After the insight
- Bob Fisk

- May 18
- 4 min read
On what to do with understanding that hasn't yet become change.

There is a specific feeling that arrives, often quietly, somewhere along the way while you are paying attention to your own life.
You read the book. You listened to the podcast. You had the conversation that finally named the thing you had been circling for years. Maybe you have had a few of these moments by now. Each one feels important. Each one brings something new to the surface.
And then time passes. You return to your daily life. The same patterns reach for you. The same reactions arrive on cue. You catch yourself doing the exact thing you so clearly understood you no longer wanted to do.
It is not that the insight was wrong. It is that insight, by itself, is not enough.
Richard Rohr puts it this way: "We do not think ourselves into new ways of living. We live ourselves into new ways of thinking."
That sentence has been worn smooth by repetition, but it carries a hard truth. Most of what we call growth is not a matter of arriving at the right ideas and thoughts. It is a matter of letting an idea take root in your body, in your relationships, in the small choices that make up an actual day. The mind moves quickly. The body, the nervous system, the habit machinery underneath your conscious life, all of these move at a different pace. They learn through repetition, through felt experience, through the slow accumulation of new conditions.
This is the part of growth that does not happen on a single afternoon, or after a single retreat, or by reading another book. This is the part that requires practice.
It is also the part that can be hardest to do alone.
Most of the people who reach out to us for 1-on-1 sessions are not lacking insight. If anything, they are oversupplied with it. They have read more than enough. They know their patterns. They could, if asked, write a thoughtful essay about what is happening for them.
What they are looking for is not more understanding. It is integration. Translation. A way to bring what they already know into the actual texture of their lives.
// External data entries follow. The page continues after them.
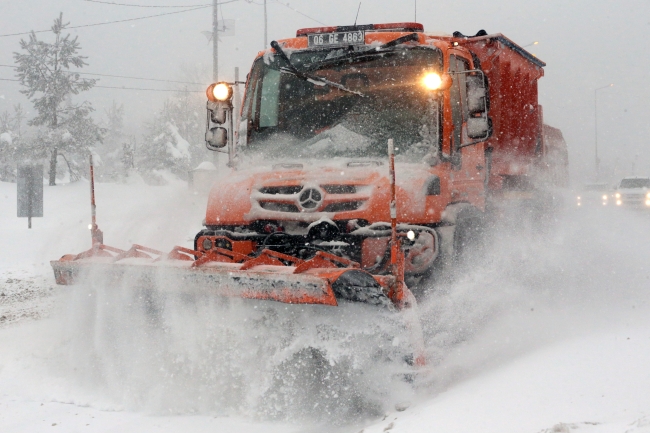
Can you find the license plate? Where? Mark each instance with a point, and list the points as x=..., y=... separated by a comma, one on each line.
x=356, y=37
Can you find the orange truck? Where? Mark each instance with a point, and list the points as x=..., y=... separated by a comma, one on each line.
x=361, y=156
x=309, y=146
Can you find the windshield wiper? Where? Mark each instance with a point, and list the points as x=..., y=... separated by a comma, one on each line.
x=291, y=69
x=358, y=55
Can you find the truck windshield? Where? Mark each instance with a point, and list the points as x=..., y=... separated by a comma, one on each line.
x=378, y=97
x=635, y=183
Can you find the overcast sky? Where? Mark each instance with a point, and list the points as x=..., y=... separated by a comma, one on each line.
x=586, y=44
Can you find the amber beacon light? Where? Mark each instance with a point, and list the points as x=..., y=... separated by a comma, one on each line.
x=219, y=92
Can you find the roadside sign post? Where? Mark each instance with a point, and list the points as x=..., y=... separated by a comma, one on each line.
x=30, y=192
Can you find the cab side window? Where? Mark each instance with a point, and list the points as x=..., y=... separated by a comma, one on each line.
x=458, y=98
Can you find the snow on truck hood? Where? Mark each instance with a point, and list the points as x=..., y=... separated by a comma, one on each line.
x=310, y=190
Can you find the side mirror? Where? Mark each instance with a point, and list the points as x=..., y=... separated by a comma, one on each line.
x=476, y=94
x=478, y=127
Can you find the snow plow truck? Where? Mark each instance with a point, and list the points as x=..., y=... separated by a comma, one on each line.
x=360, y=156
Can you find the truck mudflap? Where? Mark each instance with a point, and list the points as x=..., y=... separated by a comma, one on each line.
x=272, y=276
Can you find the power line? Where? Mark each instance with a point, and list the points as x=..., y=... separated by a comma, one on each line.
x=109, y=22
x=121, y=76
x=148, y=6
x=156, y=6
x=297, y=11
x=153, y=90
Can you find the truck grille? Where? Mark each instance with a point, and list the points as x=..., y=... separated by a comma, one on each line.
x=279, y=207
x=343, y=206
x=299, y=195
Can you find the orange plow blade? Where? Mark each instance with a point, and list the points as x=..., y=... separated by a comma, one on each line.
x=270, y=276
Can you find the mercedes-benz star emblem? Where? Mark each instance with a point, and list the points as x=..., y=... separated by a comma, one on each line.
x=310, y=198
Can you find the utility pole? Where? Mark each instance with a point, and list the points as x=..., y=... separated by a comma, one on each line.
x=597, y=159
x=265, y=27
x=215, y=41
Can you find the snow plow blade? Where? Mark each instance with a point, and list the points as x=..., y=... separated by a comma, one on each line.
x=271, y=276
There is often a fatigue underneath all that insight too. Years of gurus, books, podcasts, frameworks. Years of being told there is some new technique to remember, some new practice to add, some new optimization to install. The pile keeps growing, and after a while what was meant to be helpful just adds to the noise.
It's not about adding one more thing. It's about focusing on just the next thing, the one small step that actually comes next, focused enough to remember and simple enough to carry through the week. Not the whole journey at once. Just the next step.
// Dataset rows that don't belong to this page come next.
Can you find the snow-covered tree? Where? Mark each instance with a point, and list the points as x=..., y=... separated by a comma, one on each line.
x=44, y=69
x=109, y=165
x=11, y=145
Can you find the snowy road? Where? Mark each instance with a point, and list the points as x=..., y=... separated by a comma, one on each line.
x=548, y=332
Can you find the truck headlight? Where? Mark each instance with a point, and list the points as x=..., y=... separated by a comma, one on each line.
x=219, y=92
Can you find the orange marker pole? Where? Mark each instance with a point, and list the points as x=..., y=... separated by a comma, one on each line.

We tend to imagine that, given enough clarity, the rest will follow on its own. But unfortunately, it usually does not work this way. Clarity is the start of a process, not the end of one. The work that comes after, the slow weathering of a new pattern into place, requires conditions that most adult lives do not naturally provide. Quiet. Time. Someone watching with you. Permission to slow down enough to notice what is actually happening in a moment, before the old reaction arrives.
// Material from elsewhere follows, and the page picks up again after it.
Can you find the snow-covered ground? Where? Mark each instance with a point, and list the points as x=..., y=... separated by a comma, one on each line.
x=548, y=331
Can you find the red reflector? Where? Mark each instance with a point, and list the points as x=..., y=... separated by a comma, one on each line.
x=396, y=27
This is what the work of accompaniment is for.
Our one-on-one sessions are not therapy. They are not "coaching." They are not a fixed protocol that follows a standard model.
They are a steady, embodied space to practice the work that insight alone cannot do. They offer a moment in time to help identify that small action you can actively participate in cultivating this week, that will help slowly shift how you are experiencing life and build momentum.
What happens in a session varies, because the session responds to what you actually bring on a given week. The work meets you where you are, in the body you actually have, in the week you are actually in.
What stays the same is the attention, and the focus on just the next thing, rather than trying to take on the whole arc of change at once. The point is not to teach you something new about yourself. The point is to make a place where what you already understand can begin to settle into how you live.
Over time, what changes is not your insight. It is the gap between insight and real life.
You start to notice the old reaction before it lands. You catch the bracing pattern earlier and earlier. The story you have been telling yourself about who you are loosens slightly, and a different way of being available to the same situations becomes possible. None of this is dramatic. It is mostly small. But it accumulates, and eventually, the way you experience life is different from the inside out.
If any of this lands, if you sense the gap between what you know and what you live and you would like some company for the work of actually shifting the way life feels as you live it...we are here for just that. There is no urgency. The point is to know it is here, for whenever it might be needed.
Nobody else can live your life for you. But we are here to hold a steady space for the work that doesn't happen on its own.
If you would like to know more, the work is described here. A short message about what you are noticing is enough to begin a conversation, whenever you are ready.



My favorite part of this blog is that the mind moves at such a different pace than the body and its nervous system. How many times have you solved a problem mentally and then you're stuck trying to bring it through the physical/emotional? "The spirit is willing, but the flesh is weak". Also a reminder to open up to community and support is greatly welcomed. This blog is great. I'd wear a T-shirt that said "Clarity is the start of a process, not the end of one."